Öte yandan, vekil ile sözleşme yapan kişi 4721 s. Türk Medeni Kanunu"nun (TMK) 3. maddesi anlamında iyi niyetli ise yani vekilin vekâlet görevini kötüye kullandığını bilmiyor veya kendisinden beklenen özeni göstermesine rağmen bilmesine olanak yoksa, vekil ile yaptığı sözleşme geçerlidir ve vekil edeni bağlar. Vekil vekalet görevini kötüye kullansa dahi bu husus vekil ile vekalet eden arasında bir iç sorun olarak kalır, vekil ile sözleşme yapan kişinin kazandığı haklara etkili olamaz.
Ne var ki, üçüncü kişi vekil ile çıkar ve işbirliği içerisinde ise veya kötü niyetli olup vekilin vekâlet görevini kötüye kullandığını biliyor veya bilmesi gerekiyorsa vekil edenin sözleşme ile bağlı sayılmaması, TMK"nin 2. maddesinde yazılı dürüstlük kuralının doğal bir sonucu olarak kabul edilmelidir. Söz konusu yasa maddesi buyurucu nitelik taşıdığından hakim tarafından kendiliğinden (resen) göz önünde tutulması zorunludur. Aksine düşünce kötü niyeti teşvik etmek en azından ona göz yummak olur. Oysa bütün çağdaş hukuk sistemlerinde kötü niyet korunmamış daima mahkum edilmiştir. Nitekim uygulama ve bilimsel görüşler bu yönde gelişmiş ve kararlılık kazanmıştır.

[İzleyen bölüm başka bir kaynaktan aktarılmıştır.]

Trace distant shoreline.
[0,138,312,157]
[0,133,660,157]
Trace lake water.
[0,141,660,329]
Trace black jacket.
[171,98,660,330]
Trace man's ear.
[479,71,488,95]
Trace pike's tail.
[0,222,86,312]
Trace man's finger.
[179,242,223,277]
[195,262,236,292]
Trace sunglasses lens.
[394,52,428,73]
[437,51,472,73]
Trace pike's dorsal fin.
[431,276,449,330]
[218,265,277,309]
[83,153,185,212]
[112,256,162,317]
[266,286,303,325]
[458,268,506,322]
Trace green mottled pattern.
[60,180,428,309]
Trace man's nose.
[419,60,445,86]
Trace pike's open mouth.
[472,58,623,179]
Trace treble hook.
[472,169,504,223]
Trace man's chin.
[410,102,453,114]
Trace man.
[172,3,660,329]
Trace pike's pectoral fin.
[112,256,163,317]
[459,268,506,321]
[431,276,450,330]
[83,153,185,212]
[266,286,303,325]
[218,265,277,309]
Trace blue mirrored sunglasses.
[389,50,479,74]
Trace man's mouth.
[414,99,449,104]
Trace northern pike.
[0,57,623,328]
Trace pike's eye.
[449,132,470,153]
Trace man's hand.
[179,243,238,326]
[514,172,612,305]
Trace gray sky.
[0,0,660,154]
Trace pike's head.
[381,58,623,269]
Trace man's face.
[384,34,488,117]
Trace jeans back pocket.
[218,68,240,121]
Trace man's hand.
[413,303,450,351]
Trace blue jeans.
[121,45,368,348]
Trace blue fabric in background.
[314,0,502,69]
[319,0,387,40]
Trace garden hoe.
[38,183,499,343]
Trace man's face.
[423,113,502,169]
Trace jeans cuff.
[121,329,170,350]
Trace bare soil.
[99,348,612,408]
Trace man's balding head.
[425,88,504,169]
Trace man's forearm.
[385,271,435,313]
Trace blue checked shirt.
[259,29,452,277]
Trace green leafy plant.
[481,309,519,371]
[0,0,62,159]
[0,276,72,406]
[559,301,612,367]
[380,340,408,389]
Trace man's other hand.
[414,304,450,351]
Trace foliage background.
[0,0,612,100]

Somut olaya gelince; mahkemece birden fazla keşif yapılmış ve teknik bilirkişilerce değer tespiti bakımından birbiriyle çelişkili raporlar verilmiş, raporlar arasındaki çelişki giderilmeden en son verilen rapora itibar edilerek sonuca gidilmiştir.
Hal böyle olunca mahkemece, raporlar arasındaki çelişki belirlendikten sonra, bilirkişi raporuna karşı taraflarca yapılan itirazlar değerlendirilerek ek rapor alınması, gerekirse mahallinde keşif yapılarak çelişki giderildikten sonra hüküm kurulması gerekirken, eksik inceleme ve yanılgılı değerlendirme ile yazılı şekilde hüküm kurulmuş olması doğru değildir.
Davacının yerinde bulunan temyiz itirazlarının kabulü ile, 6100 sayılı Hukuk Muhakemeleri Kanunu’nun 373/1. maddesi uyarınca...Bölge Adliye Mahkemesi 2.Hukuk Dairesi kararının ORTADAN KALDIRILMASINA, İlk Derece Mahkemesi kararının yukarıda yazılı nedenlerden dolayı 6100 sayılı HMK’nın 371/1-a maddesi uyarınca BOZULMASINA, dosyanın kararı veren ...3. Asliye Hukuk Mahkemesi’ne, kararın bir örneğinin...Bölge Adliye Mahkemesi 2. Hukuk Dairesi’ne gönderilmesine, alınan peşin harcın temyiz edene geri verilmesine, 20.03.2019 tarihinde oybirliğiyle karar verildi.